Kinetic plot for creatinine levels in female rats fed MON 863.

For each rat at 11% GM maize feeding level (a) and controls (b) the lines represent the variations between week 5 and 14 for this parameter (mg/dL). The dotted thick line represents the mean variation.

Fig 6 

Kinetic plot for urine chloride excretion in female rats fed MON 863.

For each rat at 33% GM feed level (a) and controls (b) the lines represent the variations between week 5 and 14 for this parameter (meq/time). The dotted thick line represents the mean variation.

Fig 7 

Kinetic plot for urine potassium in male rats fed MON 863.

For each rat at 11% GM maize level (a) and controls (b) the lines represent the variations between week 5 and 14 for this parameter (mmol/L). The dotted thick line represents the mean variation.

4. Discussion 

If a “sign of toxicity” may only provoke a reaction, pathology or a poisoning, a so-called “toxic effect” is without doubt deleterious on a short or a long term. Clearly, the statistically significant effects observed here for all three GM maize varieties investigated are signs of toxicity rather than proofs of toxicity, and this is essentially for three reasons. Firstly, the feeding trials in each case have been conducted only once, and with only one mammalian species. The experiments clearly need to be repeated preferably with more than one species of animal. Secondly, the length of feeding was at most only three months, and thus only relatively acute and medium-term effects can be observed if any similar to what can be derived in a process such as carcinogenesis [, ] or after endocrine disruption in adults []. Proof of toxicity is hard to decide on the basis of these conditions. Longer-term (up to 2 years) feeding experiments are clearly justified and indeed necessary.
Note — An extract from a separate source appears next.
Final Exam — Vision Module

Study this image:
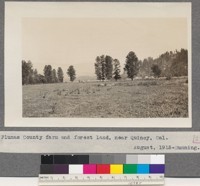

This requirement is supported by the fact that cancer, nervous and immune system diseases, and even reproductive disorders for examples can become apparent only after one or two years of a given intervention treatment under investigation, but they will not be evident in all cases after three months of administration when first signs of toxicity may be observed [, ]. In addition, large effects (e.g. 40% increase in triglycerides) in all likelihood will be missed with the protocol of the current studies, since they are limited by the number of animals used in each feeding group and by the nature of the parameters studied. Thirdly, the statistical power of the tests conducted is low (30%) because the experimental design of Monsanto (see Materials and Methods). However, it is important to note that these short-term (3-month) rat feeding trials are the only tests conducted on the basis of which regulators determine whether these GM crop/food varieties are as safe to eat as conventional types. Given that these GM crops are potentially eaten by billions of people and animals world-wide, it is important to discuss whether the experimental design, the statistical analyses and interpretations originally undertaken are appropriate and sufficient.

Any differences observed in comparison with the isogenic variety, has to be taken into account as a potential physiological disruption. This is particularly valid since any statistically differences that are observed are highly unlikely to be arising from population variation as in the case of humans due to the genetic homogeneity of the rat strain used in these studies. Moreover, the standardized conditions of rat maintenance employed, which are stated to be in accordance with OECD standards [, ], make the diet the only factor of variation in the protocol. Thus, the GM maize component of the test diet is the major factor of difference if one directly compares treated rats and controls. This is indicated by stars in the Tables expressing the total characteristics of GM-linked physio-pathological profiles. The other results that are encompassed by frames in the Tables highlight that effects from the GM maize are over and above those observed for any of the six different diets; for instance, over that observed with a diet richer in salt or sugar over the 3-month feeding period. These additional “control” diets could have been avoided with an experimental design that truly focused on the general question of GM toxicity.